Quantum Mechanical Interpretation of Intermolecular Vibrational Modes of Crystalline Poly-(R)-3-Hydroxybutyrate Observed in Low-Frequency Raman and Terahertz Spectra

Abstract

Low-frequency vibrational bands observed in the Raman and terahertz (THz) spectra in the region of 50-150 cm(-1) of crystalline powder poly-(R)-3-hydroxybutyrate (PHB) were assigned based on comparisons of the Raman and THz spectra, polarization directions of THz absorption spectra, and their congruities to quantum mechanically (QM) calculated spectra.
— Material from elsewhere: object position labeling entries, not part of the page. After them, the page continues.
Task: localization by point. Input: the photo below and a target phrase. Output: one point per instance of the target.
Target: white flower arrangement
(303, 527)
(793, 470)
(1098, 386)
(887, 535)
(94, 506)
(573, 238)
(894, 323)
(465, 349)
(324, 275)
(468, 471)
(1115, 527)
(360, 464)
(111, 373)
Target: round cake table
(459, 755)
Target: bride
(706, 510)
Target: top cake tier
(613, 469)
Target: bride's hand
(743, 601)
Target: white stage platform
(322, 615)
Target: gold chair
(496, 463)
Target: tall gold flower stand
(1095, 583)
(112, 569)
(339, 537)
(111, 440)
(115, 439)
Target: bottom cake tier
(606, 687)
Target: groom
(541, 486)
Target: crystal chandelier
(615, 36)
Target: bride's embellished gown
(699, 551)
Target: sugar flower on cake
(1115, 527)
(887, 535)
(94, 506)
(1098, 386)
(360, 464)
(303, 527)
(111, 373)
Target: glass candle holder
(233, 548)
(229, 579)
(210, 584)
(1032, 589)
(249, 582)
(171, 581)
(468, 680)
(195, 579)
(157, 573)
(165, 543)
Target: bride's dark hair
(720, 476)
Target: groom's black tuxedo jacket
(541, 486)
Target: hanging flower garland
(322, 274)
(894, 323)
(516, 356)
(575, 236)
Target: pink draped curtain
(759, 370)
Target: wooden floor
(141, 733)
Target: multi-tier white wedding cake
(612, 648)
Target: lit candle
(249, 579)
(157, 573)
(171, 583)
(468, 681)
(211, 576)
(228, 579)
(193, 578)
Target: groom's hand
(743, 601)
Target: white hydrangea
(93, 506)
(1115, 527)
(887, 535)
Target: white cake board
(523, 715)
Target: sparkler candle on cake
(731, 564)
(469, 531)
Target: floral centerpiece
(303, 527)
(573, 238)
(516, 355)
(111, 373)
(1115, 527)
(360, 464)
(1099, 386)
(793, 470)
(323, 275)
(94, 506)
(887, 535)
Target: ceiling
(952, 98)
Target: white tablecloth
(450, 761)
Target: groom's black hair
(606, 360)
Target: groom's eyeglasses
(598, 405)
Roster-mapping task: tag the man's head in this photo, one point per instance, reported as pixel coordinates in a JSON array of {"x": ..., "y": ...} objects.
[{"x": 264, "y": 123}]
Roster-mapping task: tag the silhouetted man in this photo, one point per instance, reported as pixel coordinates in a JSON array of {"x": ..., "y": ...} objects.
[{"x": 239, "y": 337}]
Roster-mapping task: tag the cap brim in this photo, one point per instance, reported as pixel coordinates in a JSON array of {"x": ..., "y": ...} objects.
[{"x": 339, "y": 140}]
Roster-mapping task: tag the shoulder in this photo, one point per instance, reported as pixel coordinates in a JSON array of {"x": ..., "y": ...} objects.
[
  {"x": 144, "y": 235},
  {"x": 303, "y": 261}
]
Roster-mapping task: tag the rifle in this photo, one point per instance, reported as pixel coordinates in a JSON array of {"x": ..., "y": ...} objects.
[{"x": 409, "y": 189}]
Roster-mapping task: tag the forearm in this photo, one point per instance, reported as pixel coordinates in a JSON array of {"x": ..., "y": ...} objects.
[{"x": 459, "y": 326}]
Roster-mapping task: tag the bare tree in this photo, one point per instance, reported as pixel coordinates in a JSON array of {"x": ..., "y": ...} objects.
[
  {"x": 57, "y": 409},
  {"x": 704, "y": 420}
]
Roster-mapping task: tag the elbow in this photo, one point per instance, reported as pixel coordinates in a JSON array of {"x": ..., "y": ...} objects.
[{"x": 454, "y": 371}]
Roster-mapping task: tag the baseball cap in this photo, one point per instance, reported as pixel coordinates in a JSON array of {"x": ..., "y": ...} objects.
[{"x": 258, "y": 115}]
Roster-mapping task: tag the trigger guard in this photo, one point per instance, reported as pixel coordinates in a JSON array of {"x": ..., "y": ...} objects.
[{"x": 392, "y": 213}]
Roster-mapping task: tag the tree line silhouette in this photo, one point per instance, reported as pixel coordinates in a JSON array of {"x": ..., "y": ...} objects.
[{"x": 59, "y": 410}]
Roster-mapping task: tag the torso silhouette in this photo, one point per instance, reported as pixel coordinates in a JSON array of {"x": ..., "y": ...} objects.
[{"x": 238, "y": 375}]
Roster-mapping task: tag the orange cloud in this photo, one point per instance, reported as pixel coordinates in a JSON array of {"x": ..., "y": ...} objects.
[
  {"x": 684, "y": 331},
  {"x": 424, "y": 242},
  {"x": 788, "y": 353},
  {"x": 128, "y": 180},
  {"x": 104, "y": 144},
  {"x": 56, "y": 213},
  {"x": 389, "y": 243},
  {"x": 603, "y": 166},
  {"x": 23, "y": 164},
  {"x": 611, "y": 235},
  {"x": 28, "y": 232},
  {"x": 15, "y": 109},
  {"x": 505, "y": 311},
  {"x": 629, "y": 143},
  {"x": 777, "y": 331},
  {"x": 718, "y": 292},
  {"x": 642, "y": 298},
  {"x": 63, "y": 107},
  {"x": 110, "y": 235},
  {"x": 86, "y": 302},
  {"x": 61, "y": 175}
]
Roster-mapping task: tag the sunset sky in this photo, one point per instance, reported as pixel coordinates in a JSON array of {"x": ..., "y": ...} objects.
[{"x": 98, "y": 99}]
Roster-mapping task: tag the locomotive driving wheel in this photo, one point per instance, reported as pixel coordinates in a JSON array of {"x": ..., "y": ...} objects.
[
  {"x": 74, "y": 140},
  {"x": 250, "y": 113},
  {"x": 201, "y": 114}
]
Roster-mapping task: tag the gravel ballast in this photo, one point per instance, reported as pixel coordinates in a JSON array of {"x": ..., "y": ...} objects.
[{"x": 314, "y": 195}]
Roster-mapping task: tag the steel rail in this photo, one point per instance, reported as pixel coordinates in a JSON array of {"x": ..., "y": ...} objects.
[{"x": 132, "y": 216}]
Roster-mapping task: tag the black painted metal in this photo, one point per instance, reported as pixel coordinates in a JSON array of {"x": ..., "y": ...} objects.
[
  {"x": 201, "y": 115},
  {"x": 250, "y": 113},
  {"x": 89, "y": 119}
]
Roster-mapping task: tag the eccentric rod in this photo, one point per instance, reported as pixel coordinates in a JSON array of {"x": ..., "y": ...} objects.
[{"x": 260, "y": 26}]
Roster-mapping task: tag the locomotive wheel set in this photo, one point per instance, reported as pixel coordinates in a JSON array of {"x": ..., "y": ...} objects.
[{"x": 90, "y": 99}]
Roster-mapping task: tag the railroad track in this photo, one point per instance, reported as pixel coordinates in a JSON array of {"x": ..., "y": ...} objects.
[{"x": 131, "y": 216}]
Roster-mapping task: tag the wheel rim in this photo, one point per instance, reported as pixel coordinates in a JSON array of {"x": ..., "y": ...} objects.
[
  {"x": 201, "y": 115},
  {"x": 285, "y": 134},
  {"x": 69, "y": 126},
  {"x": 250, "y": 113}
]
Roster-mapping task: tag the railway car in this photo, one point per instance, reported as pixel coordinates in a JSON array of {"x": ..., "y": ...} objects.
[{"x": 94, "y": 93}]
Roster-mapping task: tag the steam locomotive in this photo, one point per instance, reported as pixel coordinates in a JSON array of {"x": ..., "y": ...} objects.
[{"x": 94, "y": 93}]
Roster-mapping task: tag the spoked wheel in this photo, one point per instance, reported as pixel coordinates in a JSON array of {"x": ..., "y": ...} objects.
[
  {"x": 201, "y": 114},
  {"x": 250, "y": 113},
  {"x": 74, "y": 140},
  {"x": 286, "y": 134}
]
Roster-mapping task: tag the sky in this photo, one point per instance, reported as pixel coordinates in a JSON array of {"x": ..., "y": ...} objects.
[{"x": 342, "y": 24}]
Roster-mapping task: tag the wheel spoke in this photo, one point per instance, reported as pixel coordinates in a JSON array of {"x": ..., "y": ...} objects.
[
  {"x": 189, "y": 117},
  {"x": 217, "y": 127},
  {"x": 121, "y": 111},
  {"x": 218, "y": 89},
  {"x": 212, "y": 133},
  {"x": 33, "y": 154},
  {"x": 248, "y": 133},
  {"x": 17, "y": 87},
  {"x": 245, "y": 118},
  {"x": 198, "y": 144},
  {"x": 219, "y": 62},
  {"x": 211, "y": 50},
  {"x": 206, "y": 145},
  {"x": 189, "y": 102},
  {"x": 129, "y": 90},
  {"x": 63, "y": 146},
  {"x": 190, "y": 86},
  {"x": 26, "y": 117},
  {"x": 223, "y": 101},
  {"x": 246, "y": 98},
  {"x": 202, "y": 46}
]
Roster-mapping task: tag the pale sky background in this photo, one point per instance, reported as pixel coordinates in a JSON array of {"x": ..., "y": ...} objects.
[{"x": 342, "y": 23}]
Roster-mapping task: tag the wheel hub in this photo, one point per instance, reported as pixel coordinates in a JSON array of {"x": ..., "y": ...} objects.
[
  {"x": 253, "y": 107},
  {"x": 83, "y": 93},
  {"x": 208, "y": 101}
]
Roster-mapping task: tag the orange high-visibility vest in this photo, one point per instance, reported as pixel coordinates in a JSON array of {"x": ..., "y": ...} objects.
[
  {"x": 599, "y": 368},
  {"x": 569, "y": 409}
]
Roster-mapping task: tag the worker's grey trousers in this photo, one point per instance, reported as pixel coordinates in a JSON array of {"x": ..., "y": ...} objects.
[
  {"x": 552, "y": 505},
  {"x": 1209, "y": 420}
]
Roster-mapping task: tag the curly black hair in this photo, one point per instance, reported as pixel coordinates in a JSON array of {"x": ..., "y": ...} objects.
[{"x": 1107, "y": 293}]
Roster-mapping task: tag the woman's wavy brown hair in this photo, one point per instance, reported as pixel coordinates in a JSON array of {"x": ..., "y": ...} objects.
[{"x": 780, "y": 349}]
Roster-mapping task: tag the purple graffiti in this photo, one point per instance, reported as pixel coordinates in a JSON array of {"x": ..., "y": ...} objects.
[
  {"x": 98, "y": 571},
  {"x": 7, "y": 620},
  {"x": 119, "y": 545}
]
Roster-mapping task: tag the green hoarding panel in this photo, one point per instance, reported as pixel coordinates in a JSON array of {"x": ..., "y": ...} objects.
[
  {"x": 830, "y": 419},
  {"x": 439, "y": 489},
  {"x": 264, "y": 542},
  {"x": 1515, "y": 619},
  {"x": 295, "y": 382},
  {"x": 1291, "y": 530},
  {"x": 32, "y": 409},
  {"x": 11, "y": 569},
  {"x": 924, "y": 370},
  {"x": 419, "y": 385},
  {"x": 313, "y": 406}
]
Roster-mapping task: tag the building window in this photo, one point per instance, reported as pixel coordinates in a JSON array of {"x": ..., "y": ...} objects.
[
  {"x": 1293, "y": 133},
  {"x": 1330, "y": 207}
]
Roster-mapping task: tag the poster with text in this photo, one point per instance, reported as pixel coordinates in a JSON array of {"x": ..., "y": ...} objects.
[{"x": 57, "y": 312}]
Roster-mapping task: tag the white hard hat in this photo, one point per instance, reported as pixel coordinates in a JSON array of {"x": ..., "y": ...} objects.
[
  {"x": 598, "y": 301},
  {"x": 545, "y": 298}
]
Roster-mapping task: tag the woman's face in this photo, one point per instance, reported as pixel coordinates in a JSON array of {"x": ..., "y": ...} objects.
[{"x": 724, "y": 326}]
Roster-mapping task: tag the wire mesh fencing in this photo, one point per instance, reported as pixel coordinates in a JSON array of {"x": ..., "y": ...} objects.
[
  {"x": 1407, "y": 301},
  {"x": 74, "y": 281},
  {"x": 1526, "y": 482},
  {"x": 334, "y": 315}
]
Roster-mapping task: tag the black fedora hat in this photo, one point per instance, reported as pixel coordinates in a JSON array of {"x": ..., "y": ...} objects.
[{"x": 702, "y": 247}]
This combination, Raman and THz spectroscopies and the QM simulations, has been rarely adopted in spite of its potential of reliable assignments of the vibrational bands. The QM simulation of a spectrum has already been popular in vibrational spectroscopies, but for low-frequency bands of polymers it is still a difficult task due to its large scales of systems and a fact that interactions among polymer chains should be considered in the calculation. In this study, the spectral calculations with the aid of the Cartesian-coordinate tensor transfer (CCT) method were applied successfully to the crystalline PHB, which include the explicit consideration of an intermolecular interaction among helical polymer chains. The agreements between the calculations and the experiments are good in both the Raman and THz spectra in terms of spectral shapes, frequencies, and intensities. A Raman active band at 79 cm(-1) was assigned to the intermolecular vibrational mode of the out-of-plane C═O + CH(3) vibration. A polarization state of the corresponding far-infrared absorption band at ∼82 cm(-1), perpendicular to the helix-elongation direction of PHB, was reproduced only under the explicit correction, which indicates that this polarized band originates from the interaction among the polymer chains. The calculation explored that the polarization direction of this band was along the a axis, which is consistent with the direction in which weak intermolecular hydrogen bonds are suggested between the C═O and CH(3) groups of two parallel polymer chains. The results obtained here have confirmed sensitivity of the low-frequency vibrational bands to the weak hydrogen bonds among the polymer chains.